With no similar program in other conflict zones, the WCC’s Ecumenical Accompaniment Program in Palestine and Israel (EAPPI) consists of activists being sent to “witness life under occupation.”
“EAPPI misuse tourist visas to enter Israel, where the group has no legal status,” according to NGO Monitor. “They are hosted in Jerusalem by a WCC affiliate, the Jerusalem Interchurch Center (JIC). Notably, the head of JIC, Yusuf Dahar, is one of the authors of the Kairos Palestine Document, which legitimizes terror, embraces anti-Jewish theology and rejects Jewish history. Similar views have been expressed by a number of WCC officials.”
The NGO Monitor report also stated that EAPPI has been funded by UNICEF and countries such as the United Kingdom, Germany, Ireland, Switzerland, Finland, Denmark, Canada and Japan.
Norway contributed nearly $2 million between 2017 to 2019, while Sweden gave $500,000 between 2017 and 2018.
“We are sharing our research with the public and decision-makers as part of an informed discussion on EAPPI’s agenda and funding. The research highlights EAPPI’s radical agenda, which, rather than advancing or defending human rights, is a platform for conflict and antisemitism,” said NGO Monitor Founder and President Gerald Steinberg. “We have received numerous inquiries from Christian and Jewish groups calling attention to the central role played by EAPPI alumni in leading BDS and other delegitimization campaigns.”
A cautionary tale of European antisemitism
And if a recent large survey of antisemitism in Europe conducted by CNN is any indication, then there is truly reason to fear for the future of Jews on the continent.
Published last November, the poll, which included more than 7,000 interviewees, found that, “antisemitic stereotypes are alive and well in Europe, while the memory of the Holocaust is starting to fade.” Over a quarter of all Europeans say Jews have too much influence in business and finance and nearly the same percentage link Jews with global conflict and wars. Incredibly, according to CNN, “a third of Europeans in the poll said they knew just a little or nothing at all about the Holocaust.” In France, 20% of people between the ages of 18 and 34 said they had never even heard of it.
I am neither an alarmist nor a pessimist by nature. But anyone with even a modicum of historical memory cannot help but be frightened by what is happening in places such as Paris, London and Stockholm.
Unfortunately, in recent years, warnings of mounting European antisemitism have begun to resemble various traffic signs on the highway: little-noticed and largely unheeded. We have come to assume that, like the weather, all we can do in the face of European hatred of Jews is to shrug and move on with our lives.
Perhaps that may be true.
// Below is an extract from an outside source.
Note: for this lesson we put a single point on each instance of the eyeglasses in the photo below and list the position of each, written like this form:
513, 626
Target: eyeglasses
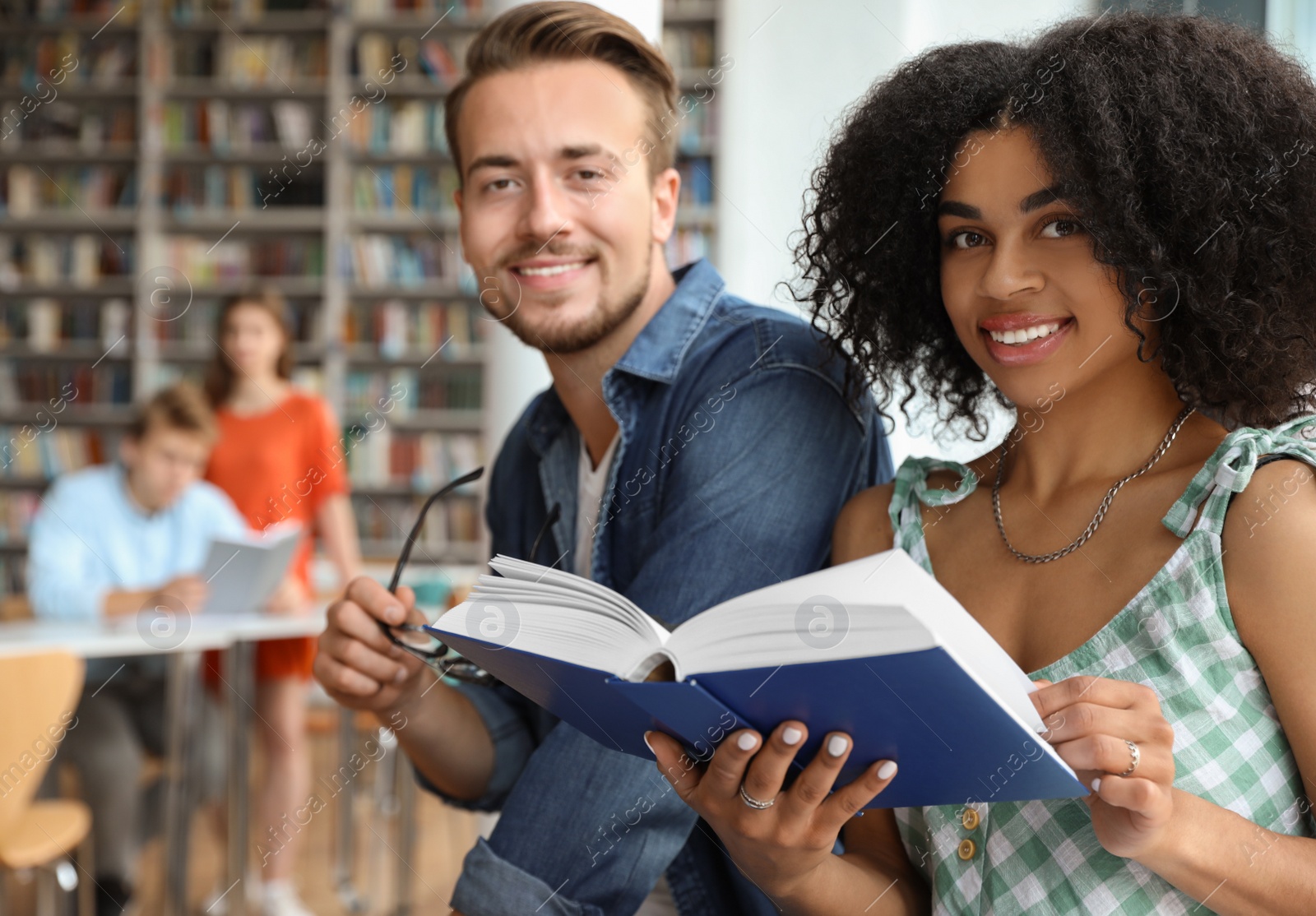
418, 640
But we must nonetheless try to stem this dangerous tide, first and foremost by calling out European leaders and holding them to account for failing to stamp out the antisemitism and Holocaust-denial that is metastasizing in their midst. By neglecting to educate the next generation about the horrors of the past and persistently bashing Israel for defending itself, Europe’s leaders are fanning the flames still further.
Indeed, if a lonesome loser such as Anton Drexler was able a century ago to kindle the spark that gave rise to Nazism, who knows what calamities today’s brand of open and brash European antisemitism, armed with popularity and the power of social media, may yet produce. The old cliché is that history repeats itself, but that is only partly true. In fact, it is people who enable it to happen and it is they who will bear the blame.